Trying to fit into that system kills us. Slowly.
And, we don’t even know it.
We think we’re shit.
We think we’re wrong.
That we can’t do like others, so there MUST be something WRONG with US.
And this could not be further from the truth.
And I know that so many of us KNOW THIS.
The light inside of my community, my autistic kin is being dimmed.
Sometimes, until it’s out.
I will never live that way again.

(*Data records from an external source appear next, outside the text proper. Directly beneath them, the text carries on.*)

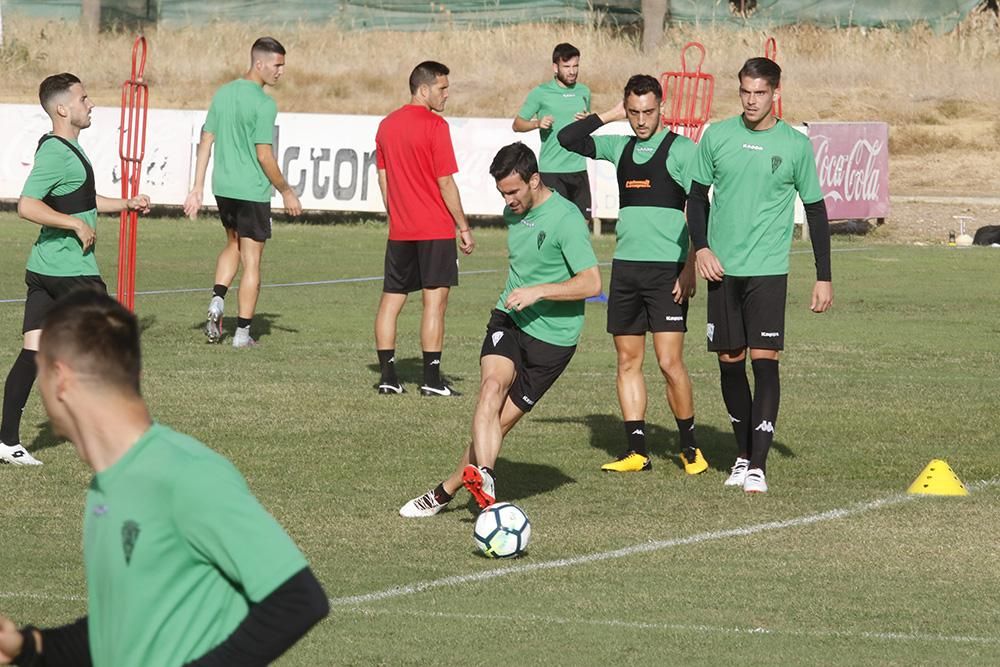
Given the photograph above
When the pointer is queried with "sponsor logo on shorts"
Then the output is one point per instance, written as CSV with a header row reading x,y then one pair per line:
x,y
765,426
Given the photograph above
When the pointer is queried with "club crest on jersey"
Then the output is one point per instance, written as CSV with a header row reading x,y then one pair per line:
x,y
130,535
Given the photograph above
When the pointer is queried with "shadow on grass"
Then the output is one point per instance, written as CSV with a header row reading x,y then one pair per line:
x,y
45,439
411,371
261,327
518,480
718,447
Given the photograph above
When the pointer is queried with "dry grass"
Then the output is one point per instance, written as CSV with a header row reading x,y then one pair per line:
x,y
938,92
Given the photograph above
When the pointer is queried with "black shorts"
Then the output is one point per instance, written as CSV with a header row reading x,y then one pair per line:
x,y
538,364
44,291
641,298
574,186
250,219
414,265
747,312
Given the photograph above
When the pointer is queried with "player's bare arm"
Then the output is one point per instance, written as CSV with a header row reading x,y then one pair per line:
x,y
40,213
583,285
453,202
194,199
138,203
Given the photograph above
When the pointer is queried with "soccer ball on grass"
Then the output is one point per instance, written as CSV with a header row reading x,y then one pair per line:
x,y
502,531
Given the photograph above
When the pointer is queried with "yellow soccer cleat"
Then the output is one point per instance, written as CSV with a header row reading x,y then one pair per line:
x,y
699,465
631,462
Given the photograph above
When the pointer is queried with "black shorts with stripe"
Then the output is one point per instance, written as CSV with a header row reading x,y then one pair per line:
x,y
537,364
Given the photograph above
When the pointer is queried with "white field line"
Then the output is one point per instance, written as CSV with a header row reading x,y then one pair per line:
x,y
679,627
646,547
362,279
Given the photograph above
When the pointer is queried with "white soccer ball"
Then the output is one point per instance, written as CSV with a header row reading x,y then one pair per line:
x,y
502,531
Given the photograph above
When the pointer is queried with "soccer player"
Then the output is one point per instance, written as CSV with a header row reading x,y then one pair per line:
x,y
534,328
550,107
59,196
757,163
183,564
651,280
416,167
240,123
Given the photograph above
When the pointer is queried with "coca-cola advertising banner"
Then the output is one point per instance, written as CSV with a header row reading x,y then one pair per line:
x,y
853,164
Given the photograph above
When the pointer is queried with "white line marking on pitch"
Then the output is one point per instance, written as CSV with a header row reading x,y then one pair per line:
x,y
659,545
681,628
364,279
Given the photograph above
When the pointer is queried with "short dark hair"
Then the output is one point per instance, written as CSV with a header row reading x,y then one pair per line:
x,y
266,45
564,52
55,85
94,335
761,68
514,158
427,73
643,84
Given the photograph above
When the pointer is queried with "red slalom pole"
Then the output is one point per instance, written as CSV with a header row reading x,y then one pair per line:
x,y
131,150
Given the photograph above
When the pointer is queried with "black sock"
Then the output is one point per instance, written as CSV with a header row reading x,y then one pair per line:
x,y
441,495
766,398
685,429
635,434
736,396
15,396
432,369
387,366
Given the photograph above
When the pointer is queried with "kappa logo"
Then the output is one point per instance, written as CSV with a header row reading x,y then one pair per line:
x,y
765,426
130,535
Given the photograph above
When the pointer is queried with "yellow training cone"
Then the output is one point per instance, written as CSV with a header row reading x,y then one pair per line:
x,y
938,479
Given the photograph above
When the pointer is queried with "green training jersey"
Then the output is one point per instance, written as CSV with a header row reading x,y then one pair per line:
x,y
562,103
548,244
756,176
241,116
175,547
648,233
58,252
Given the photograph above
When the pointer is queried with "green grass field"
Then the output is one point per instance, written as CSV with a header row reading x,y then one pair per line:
x,y
902,370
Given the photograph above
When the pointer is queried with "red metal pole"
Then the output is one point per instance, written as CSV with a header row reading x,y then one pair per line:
x,y
131,150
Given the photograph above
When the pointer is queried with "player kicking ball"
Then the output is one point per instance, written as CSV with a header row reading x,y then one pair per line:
x,y
534,328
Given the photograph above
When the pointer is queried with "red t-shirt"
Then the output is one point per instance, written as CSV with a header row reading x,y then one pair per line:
x,y
413,145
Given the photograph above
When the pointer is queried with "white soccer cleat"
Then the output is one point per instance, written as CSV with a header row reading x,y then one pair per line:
x,y
738,473
755,482
17,455
213,327
421,506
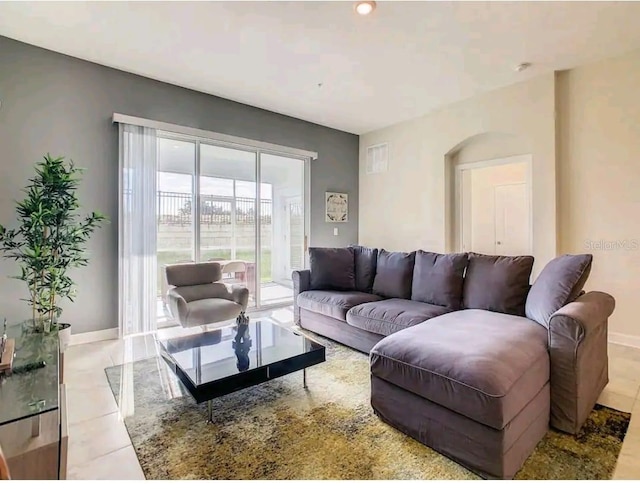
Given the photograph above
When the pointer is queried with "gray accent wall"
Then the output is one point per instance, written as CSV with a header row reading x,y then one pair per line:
x,y
62,105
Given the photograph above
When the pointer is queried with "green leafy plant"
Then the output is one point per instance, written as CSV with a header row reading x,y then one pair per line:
x,y
51,236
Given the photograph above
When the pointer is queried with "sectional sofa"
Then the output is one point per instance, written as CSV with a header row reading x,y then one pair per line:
x,y
466,356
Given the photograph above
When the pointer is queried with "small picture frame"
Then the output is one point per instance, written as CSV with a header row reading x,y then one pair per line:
x,y
336,207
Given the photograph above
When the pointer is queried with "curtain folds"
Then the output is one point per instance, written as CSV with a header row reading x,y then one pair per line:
x,y
137,230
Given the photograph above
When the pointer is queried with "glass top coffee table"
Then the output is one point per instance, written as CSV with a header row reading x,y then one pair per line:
x,y
214,363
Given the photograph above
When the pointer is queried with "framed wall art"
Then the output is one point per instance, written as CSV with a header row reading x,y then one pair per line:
x,y
337,207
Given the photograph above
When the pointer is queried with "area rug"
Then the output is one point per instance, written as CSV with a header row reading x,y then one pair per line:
x,y
278,430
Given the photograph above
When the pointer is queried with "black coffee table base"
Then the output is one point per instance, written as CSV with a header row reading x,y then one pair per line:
x,y
210,401
287,352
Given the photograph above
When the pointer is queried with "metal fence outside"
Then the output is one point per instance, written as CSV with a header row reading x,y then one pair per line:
x,y
176,208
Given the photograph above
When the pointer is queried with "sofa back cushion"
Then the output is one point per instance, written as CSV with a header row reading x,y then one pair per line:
x,y
438,279
497,283
394,273
559,283
332,269
365,263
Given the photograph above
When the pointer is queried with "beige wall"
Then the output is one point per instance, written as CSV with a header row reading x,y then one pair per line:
x,y
599,178
410,206
594,168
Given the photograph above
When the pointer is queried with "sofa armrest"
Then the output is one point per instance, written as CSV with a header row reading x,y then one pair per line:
x,y
578,358
177,304
301,282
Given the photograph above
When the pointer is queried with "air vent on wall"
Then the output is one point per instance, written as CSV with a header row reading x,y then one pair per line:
x,y
377,158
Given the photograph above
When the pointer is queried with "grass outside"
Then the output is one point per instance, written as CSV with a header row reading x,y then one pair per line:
x,y
170,257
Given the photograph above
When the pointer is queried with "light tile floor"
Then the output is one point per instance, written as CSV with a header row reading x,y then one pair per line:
x,y
100,448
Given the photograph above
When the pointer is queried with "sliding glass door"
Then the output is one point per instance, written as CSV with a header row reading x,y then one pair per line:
x,y
222,203
283,229
175,223
227,224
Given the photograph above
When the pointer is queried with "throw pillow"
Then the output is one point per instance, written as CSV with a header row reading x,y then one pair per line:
x,y
438,279
365,263
394,273
332,268
497,283
559,283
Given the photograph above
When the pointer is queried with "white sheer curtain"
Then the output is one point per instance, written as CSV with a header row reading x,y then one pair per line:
x,y
137,230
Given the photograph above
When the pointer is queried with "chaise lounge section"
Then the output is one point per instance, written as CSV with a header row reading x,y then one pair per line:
x,y
467,357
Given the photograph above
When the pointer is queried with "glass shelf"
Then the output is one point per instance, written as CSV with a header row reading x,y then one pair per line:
x,y
36,392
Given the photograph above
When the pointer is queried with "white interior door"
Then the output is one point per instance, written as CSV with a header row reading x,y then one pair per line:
x,y
494,208
512,219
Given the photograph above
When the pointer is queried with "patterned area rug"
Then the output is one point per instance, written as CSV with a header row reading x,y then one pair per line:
x,y
278,430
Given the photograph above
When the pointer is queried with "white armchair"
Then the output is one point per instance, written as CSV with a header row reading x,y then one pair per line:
x,y
196,297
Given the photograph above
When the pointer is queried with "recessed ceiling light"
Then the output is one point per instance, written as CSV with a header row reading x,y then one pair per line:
x,y
365,8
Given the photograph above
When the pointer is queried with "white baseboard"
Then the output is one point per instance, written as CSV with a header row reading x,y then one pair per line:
x,y
624,339
92,336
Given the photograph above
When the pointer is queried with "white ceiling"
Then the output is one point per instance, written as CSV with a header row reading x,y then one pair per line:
x,y
402,61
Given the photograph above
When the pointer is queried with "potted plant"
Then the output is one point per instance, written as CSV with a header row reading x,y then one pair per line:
x,y
49,240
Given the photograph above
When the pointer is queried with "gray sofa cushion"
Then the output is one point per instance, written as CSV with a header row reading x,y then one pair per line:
x,y
438,279
206,311
333,303
497,283
332,268
559,283
394,273
391,315
484,365
365,263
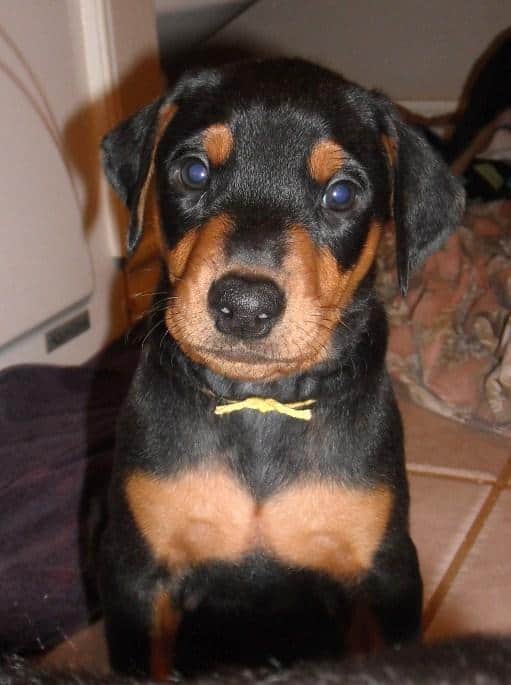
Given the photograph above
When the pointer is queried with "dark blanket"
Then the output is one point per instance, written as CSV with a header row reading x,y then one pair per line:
x,y
57,429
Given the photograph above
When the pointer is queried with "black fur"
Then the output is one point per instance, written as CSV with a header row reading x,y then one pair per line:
x,y
277,110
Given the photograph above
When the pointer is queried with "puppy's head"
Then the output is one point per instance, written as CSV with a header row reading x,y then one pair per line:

Ever.
If nobody likes me, if my body is inadequate, if I don’t have incredible academic scores or meet up to any of the extremely shallow and superficial ways in which society would deem me acceptable or worthy..
Then who cares?
I get to live in my full, authentic expression.
Nothing beats that feeling.
Living as who I am MEANT to be.
It isn’t easy.
It isn’t easy to like ourselves in a world gone mad with self hatred being promoted left, right and centre.
Sometimes it’s painful. Sometimes it’s terrifying. Sometimes it’s sad.
There’s grief. There’s a lot of letting go.
The people come.
Our people come.
Our lives; my life..came along.
My life came along.
Our thoughts, feelings and experiences are ever evolving and they change.
This is important in order to be able to create space for growth.
It’s okay to change our minds.
I love being autistic.
I love that I don’t get a choice about being different.
It is absolutely challenging in so many ways.
And yet, I’d never want to be any other way than different.
It is an honour.
I would die inside; I would suffocate if I had to live as others do.
I’ve tried. I spent 35 years doing all the neuronormative, socially acceptable things.
I’m not made for that. I’m not.
When we support our children, our autistic loved ones to align with their purpose, to align with the lifestyle they’re MEANT to have, and to let them figure that out intuitively..
To stand back, let go, and trust in the process,
That is when we thrive.
All of the most amazing attributes live inside autistic people.
A beautiful sense of morality,
Consideration and care for others
Deep compassion and empathy
And that solid sense; that unshakeable, immovable sense of social justice
It is all there.
It is all there, underneath the surface.
But we have to pull those layers away first.
And so many of those layers are created in the process of shutting down our inherent autistic expression and forcing us into living and being in alignment with something we are not meant for.
I am going home to do things differently.